Automatic Analyst Advice Details

Automatic Stock Analysis Indicators

Automatic Data Processing stock analysis indicators help investors evaluate how Automatic Data stock reacts to ongoing and evolving market conditions. The investors can use it to make informed decisions about market timing and determine when trading Automatic Data shares will generate the highest return on investment.
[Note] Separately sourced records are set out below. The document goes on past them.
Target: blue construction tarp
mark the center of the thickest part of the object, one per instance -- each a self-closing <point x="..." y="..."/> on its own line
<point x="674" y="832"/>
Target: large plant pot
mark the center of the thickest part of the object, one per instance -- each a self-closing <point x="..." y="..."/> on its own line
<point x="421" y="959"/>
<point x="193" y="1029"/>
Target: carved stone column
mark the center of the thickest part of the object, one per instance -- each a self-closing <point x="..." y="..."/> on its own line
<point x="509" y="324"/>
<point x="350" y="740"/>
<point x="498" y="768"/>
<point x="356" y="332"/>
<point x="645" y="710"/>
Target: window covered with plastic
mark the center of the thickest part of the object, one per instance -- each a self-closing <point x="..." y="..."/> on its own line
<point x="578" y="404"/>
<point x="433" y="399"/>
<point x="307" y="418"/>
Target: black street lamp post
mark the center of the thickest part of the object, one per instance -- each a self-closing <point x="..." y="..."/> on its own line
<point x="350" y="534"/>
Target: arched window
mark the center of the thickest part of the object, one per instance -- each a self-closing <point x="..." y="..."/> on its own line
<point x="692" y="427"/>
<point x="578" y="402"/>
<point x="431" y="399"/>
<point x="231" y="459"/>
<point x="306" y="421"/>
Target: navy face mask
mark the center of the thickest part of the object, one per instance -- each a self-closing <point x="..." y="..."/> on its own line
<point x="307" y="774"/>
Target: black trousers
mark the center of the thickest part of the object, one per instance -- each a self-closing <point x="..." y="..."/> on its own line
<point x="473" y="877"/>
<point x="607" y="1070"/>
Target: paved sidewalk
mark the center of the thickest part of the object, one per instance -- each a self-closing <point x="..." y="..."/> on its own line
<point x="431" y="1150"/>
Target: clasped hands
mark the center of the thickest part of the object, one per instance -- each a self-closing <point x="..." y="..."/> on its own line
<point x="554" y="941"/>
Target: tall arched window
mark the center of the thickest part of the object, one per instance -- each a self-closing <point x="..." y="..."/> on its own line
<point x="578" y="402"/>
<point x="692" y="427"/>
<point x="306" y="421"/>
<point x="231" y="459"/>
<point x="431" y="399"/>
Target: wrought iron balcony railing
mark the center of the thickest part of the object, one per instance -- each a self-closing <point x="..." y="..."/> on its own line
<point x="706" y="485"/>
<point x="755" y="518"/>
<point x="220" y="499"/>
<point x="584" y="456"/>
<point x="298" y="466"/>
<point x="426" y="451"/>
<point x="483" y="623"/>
By understating and applying Automatic Data stock analysis, traders can identify Automatic Data position entry and exit signals to maximize returns.
Begin Period Cash Flow22.8 B
Long Term DebtB
Common Stock Shares Outstanding415.7 M
Total Stockholder Equity3.5 B
Total Cashflows From Investing Activities-2.5 B
Tax ProvisionB
Quarterly Earnings Growth Y O Y0.147
Property Plant And Equipment Net1.1 B
Cash And Short Term Investments2.1 B
Cash2.1 B
Accounts Payable96.8 M
Net Debt1.3 B
50 Day M A244.0376
Total Current Liabilities42.8 B
Other Operating Expenses13.5 B
Non Current Assets Total8.8 B
Forward Price Earnings23.4742
Common Stock Total Equity63.9 M
Non Currrent Assets OtherB
Stock Based Compensation220.4 M

Additional Tools for Automatic Stock Analysis

When running Automatic Data's price analysis, check to measure Automatic Data's market volatility, profitability, liquidity, solvency, efficiency, growth potential, financial leverage, and other vital indicators. We have many different tools that can be utilized to determine how healthy Automatic Data is operating at the current time. Most of Automatic Data's value examination focuses on studying past and present price action to predict the probability of Automatic Data's future price movements. You can analyze the entity against its peers and the financial market as a whole to determine factors that move Automatic Data's price. Additionally, you may evaluate how the addition of Automatic Data to your portfolios can decrease your overall portfolio volatility.